Mlliyet Milliyet Blog Milliyet Blog
 
Facebook Connect
Blog Kategorileri
 

10 Mart '07

 
Kategori
İlişkiler
 

Cevap bekleyen iki soru?

Cevap bekleyen iki soru?
 

Geçen akşam arkadaşlar çağırınca kıramadım gittim. İki-üç sene olmuştu top ayağıma değmeyeli. Eğlenceli bir halı saha maçı, gecemize renk kattı. İlçemizde baharın bu ilk günlerinde yapacak daha güzel bir şey olduğu da söylenemez. Amaç da güzel bir saat geçirmekti. Futbola aşık biri sayılmam, oturup seyretmek için önemli bir sebebim olmalı ancak futbol sporunun " hayat" ı örneklediğini düşünür, gündelik yaşamımda karşılaştığım olayları futboldaki kararlarla özdeşleştiririm kimi zaman...
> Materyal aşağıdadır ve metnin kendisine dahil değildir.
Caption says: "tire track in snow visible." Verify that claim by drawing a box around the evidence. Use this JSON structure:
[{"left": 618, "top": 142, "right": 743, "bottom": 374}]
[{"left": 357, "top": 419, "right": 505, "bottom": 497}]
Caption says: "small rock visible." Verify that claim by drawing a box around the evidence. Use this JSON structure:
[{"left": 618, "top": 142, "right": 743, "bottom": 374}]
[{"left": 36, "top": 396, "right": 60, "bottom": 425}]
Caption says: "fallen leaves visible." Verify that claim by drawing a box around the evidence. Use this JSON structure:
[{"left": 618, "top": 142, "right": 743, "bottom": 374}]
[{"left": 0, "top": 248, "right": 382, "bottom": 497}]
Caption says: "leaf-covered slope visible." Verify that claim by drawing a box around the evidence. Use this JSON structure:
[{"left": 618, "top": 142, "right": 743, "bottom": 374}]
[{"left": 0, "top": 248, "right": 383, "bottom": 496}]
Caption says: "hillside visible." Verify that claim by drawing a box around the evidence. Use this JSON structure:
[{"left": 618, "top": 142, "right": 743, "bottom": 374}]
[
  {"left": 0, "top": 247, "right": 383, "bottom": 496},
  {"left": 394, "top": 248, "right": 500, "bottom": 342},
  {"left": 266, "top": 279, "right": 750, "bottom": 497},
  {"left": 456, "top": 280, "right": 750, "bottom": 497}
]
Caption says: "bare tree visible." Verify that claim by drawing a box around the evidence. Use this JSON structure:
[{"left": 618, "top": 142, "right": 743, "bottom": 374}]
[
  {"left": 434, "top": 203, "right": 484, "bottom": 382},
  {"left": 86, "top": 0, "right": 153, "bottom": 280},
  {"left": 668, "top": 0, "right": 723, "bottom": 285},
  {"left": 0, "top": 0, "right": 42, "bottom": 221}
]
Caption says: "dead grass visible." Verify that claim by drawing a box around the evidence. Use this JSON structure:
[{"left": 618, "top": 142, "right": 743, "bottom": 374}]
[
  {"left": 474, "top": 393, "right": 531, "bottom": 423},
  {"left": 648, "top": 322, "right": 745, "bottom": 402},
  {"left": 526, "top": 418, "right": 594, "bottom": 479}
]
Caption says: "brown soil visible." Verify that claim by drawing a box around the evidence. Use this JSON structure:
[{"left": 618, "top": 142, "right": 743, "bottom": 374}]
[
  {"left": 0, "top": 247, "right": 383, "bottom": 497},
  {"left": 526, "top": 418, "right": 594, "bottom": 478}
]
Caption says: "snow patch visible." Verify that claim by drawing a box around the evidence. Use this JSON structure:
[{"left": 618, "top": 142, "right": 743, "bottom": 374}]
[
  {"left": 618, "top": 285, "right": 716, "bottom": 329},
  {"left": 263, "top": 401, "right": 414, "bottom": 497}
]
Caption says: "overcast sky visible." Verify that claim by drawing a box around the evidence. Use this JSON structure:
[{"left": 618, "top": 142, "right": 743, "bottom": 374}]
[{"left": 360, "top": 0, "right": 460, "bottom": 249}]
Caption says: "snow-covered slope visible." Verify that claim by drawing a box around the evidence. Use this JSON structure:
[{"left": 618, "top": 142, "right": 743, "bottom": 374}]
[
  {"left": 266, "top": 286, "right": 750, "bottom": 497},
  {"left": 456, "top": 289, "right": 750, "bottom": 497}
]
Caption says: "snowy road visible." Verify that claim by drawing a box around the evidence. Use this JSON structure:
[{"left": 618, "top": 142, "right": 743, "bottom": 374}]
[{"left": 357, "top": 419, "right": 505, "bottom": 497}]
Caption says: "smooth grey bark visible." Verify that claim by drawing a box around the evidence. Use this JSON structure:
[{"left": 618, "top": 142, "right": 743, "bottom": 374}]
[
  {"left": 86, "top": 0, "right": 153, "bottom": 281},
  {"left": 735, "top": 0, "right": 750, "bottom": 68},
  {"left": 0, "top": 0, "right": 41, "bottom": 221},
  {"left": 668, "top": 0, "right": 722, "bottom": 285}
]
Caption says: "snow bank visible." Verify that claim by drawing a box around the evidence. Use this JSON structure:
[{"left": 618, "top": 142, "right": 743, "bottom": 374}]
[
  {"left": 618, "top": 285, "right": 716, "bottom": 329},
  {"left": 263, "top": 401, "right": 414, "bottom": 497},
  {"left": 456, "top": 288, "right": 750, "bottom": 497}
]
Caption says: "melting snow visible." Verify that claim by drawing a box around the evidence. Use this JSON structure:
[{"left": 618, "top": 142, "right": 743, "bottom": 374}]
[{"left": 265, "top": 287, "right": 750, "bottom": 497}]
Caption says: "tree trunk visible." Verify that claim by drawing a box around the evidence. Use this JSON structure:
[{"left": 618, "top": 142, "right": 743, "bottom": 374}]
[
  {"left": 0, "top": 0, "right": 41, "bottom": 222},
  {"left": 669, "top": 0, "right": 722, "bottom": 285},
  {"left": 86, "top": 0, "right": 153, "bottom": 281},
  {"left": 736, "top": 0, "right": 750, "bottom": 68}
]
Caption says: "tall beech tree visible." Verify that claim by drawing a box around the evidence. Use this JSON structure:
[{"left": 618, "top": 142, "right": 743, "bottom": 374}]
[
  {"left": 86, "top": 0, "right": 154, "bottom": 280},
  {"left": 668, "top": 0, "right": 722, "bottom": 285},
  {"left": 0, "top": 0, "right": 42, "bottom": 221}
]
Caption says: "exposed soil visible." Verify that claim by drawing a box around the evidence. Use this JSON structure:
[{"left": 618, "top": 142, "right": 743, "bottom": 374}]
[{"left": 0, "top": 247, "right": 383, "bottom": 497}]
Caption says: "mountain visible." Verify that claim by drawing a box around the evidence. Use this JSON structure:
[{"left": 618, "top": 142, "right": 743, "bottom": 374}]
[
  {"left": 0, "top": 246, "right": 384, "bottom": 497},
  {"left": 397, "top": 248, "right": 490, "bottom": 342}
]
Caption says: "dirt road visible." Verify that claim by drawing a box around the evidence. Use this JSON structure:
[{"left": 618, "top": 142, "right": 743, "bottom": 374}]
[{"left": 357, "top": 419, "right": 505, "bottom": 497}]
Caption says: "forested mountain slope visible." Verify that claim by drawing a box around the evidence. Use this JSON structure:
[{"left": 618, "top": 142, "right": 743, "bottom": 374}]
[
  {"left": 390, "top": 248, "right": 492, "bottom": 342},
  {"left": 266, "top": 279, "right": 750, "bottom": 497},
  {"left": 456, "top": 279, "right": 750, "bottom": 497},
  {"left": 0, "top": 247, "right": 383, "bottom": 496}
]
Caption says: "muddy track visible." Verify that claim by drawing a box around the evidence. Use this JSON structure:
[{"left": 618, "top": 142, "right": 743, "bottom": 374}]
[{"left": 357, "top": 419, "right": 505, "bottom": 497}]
Bu sefer tam tersi oldu. Futboldan yola çıkarak bir varsayımı kanıtlamaya doğru yol aldım. Sizinle de paylaşmak istedim...

Olay: ...ve top out' a çıktı. Kaleci topu bir an önce oyuna sokmak için hemen en yakınındaki arkadaşına veriyor ama araya giren rakip oyuncu topu çalarak boş kaleyi dolduruyor... Goooooooool???

İtirazlar, kısa bir tartışma...

Soru 1: Profosyonel bir karşılaşma olmadığı ve bahsine oynanmayan bir maç için atılmış ya da atılmamış golun ne önemi var?

Soru 2: Sıradan bir oyun olsa bile oyun oyundur. Yapılan hata kabul edilmeli ve bu gol sayılmalıdır. Yoksa boş yere oynamanın ne önemi var?

Buyurun cevaplayın...

İlk soruyu soran orta yaşlı oyunculardan golu yiyenler, golu kabul ederken; golu atan takımdakiler, golu saymadılar. İkinci soruyu soran genelde genç oyunculardan golu yiyen takımdakiler, golu kabul etmediler; golu atan takımdakiler ise gol oldugu konusunda ısrarlıydılar...

İşte bu noktada hayat görüşü devreye giriyor! İlk soruyu soranlar olayı kendi aralarında kolayca karara bağlarken, ikinci soruyu savunanlar arasında kısa sürelide olsa bir tartışma yaşanmış ve fikirler çatışmıştı.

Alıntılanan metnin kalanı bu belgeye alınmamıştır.